- Gareth K Vile
- 4 August 2019
This article is from 2019
Intellectual and hilarious feminist histories
The Outbound Project are a beautiful example of how the Fringe allows space for dynamic dramaturgies and forceful philosophies. Rapidly introducing a meta-theatrical commentary on both the show's retelling of the work of Jean-Martin Charcot and their own process, the ensemble cast sprint through the history of mass epidemic hysteria while commenting wryly on the conventions of contemporary performance.
Between magic tricks, audience interaction, and comic episodes from the lives of Charcot and the 'hysterics' who were both the subjects of his research and the stars of his 'performance lectures' in the 1800s, M.E.H makes serious points about agency, the manipulation of women by patriarchal science (and their resistance strategies) and the way that theatre itself models an excluding hierarchy of power. A lone dancer is caged in the corner, enacting wild choreography that either comments on the episodes or seeks to distract from the words of the ensemble.
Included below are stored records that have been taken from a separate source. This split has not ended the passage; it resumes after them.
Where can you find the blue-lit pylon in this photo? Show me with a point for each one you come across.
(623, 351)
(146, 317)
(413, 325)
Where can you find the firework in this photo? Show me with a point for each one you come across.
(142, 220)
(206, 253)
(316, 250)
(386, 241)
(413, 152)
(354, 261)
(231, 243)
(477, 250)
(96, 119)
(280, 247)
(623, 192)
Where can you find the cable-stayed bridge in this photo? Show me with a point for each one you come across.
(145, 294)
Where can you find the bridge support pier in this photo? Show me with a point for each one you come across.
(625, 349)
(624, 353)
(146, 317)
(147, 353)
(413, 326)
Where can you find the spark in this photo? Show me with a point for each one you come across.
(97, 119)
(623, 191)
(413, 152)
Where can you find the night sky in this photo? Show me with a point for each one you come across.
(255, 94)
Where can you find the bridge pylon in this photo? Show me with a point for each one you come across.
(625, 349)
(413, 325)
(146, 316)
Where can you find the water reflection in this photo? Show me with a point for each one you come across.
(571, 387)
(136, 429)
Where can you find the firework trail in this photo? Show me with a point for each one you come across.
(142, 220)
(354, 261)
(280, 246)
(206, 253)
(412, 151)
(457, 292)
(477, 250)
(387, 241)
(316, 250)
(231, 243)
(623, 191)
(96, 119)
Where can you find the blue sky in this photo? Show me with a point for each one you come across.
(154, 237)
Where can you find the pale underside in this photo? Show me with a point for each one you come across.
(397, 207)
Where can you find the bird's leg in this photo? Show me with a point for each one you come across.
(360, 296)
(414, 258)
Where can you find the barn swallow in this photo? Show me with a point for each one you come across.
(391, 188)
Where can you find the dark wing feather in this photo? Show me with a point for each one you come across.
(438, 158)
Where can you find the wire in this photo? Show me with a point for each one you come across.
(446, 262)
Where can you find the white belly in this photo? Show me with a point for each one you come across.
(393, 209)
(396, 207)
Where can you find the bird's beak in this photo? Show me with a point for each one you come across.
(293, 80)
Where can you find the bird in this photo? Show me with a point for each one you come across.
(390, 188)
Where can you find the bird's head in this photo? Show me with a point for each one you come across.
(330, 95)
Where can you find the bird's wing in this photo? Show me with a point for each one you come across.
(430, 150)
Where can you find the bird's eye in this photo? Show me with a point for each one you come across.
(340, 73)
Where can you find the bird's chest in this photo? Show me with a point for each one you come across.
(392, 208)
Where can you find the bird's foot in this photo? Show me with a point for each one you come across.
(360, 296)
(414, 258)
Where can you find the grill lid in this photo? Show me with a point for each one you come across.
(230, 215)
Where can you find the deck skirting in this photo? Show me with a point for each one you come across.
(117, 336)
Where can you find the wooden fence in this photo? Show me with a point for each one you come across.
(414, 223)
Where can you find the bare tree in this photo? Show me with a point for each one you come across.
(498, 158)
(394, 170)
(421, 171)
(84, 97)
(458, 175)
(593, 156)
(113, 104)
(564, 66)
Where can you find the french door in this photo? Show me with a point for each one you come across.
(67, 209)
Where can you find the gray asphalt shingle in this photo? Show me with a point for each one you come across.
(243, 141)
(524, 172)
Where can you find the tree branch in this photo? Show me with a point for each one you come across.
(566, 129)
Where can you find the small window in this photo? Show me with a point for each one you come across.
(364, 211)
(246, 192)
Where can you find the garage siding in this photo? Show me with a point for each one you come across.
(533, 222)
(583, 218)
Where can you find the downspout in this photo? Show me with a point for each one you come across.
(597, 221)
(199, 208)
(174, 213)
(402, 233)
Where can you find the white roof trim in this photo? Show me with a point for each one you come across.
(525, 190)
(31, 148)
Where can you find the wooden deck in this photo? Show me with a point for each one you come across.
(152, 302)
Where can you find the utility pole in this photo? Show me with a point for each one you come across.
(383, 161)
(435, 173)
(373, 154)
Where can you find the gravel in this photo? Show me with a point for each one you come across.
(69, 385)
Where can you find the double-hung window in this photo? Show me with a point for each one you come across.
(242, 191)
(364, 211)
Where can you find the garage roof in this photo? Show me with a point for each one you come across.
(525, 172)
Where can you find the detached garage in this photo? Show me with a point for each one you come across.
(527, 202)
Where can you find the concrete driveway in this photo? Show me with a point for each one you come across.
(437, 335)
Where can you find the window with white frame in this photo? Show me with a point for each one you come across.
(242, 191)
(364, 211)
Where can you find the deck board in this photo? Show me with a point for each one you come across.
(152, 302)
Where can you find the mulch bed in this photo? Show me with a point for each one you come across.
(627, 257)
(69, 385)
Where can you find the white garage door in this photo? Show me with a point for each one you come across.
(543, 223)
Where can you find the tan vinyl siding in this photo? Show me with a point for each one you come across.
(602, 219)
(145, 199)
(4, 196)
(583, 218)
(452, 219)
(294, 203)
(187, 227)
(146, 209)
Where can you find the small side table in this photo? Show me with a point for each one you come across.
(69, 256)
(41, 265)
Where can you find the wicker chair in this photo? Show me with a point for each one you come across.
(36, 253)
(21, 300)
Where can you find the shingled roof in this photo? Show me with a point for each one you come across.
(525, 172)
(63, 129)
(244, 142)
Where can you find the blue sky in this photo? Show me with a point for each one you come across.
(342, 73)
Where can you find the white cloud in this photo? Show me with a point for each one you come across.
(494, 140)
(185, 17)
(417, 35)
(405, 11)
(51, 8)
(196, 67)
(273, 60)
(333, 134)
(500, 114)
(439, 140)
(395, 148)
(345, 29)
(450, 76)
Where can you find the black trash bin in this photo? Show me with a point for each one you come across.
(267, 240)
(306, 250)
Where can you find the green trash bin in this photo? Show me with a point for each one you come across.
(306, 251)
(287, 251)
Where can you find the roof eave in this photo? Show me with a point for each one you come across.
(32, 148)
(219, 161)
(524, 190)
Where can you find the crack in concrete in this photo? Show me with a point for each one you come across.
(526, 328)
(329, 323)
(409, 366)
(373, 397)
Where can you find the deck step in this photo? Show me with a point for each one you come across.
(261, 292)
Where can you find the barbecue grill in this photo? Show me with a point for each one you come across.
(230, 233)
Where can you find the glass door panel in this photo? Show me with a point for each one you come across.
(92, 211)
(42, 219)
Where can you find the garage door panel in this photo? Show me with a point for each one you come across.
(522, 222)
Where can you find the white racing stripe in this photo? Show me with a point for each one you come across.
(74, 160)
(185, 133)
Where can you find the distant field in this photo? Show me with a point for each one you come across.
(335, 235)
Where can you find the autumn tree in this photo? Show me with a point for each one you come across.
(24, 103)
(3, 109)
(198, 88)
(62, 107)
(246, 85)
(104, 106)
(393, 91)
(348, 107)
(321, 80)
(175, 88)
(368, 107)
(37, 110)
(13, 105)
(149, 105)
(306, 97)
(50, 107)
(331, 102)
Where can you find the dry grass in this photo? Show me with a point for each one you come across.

The magician commands the stage as the director, challenging the performers to get in line and reflect on their process – and the failures of those others.
The witty dialogues and monologues combine searing insights and comfortable wit, and the loose structure operates as a deconstruction of theatrical form – a false ending is replaced by a frenetic dance sequence, something which has become a cliche in Fringe ensemble performance. The interruptions of scenes by the magician, or the self-consciously rudimentary beards that transform a performer from female to male, offer an advance on the kind of fourth wall breaking that comes from Brecht but is now an over-familiar trope. Yet these weaknesses are exaggerated, without descending into farce, conjuring an atmosphere that is bracing, antagonistic and familiar.
While there is a heritage of similar feminist theatre that is self-aware, witty, broad in its populism but precise in its critiques, The Outbound Project bring a new perspective to Charcot's psychological invetsigations and the way that theatre can both illuminate and obscure.
Underbelly, until 25 Aug (not 12), 12.10pm, £9.50-£10.50 (£8.50-£9.50).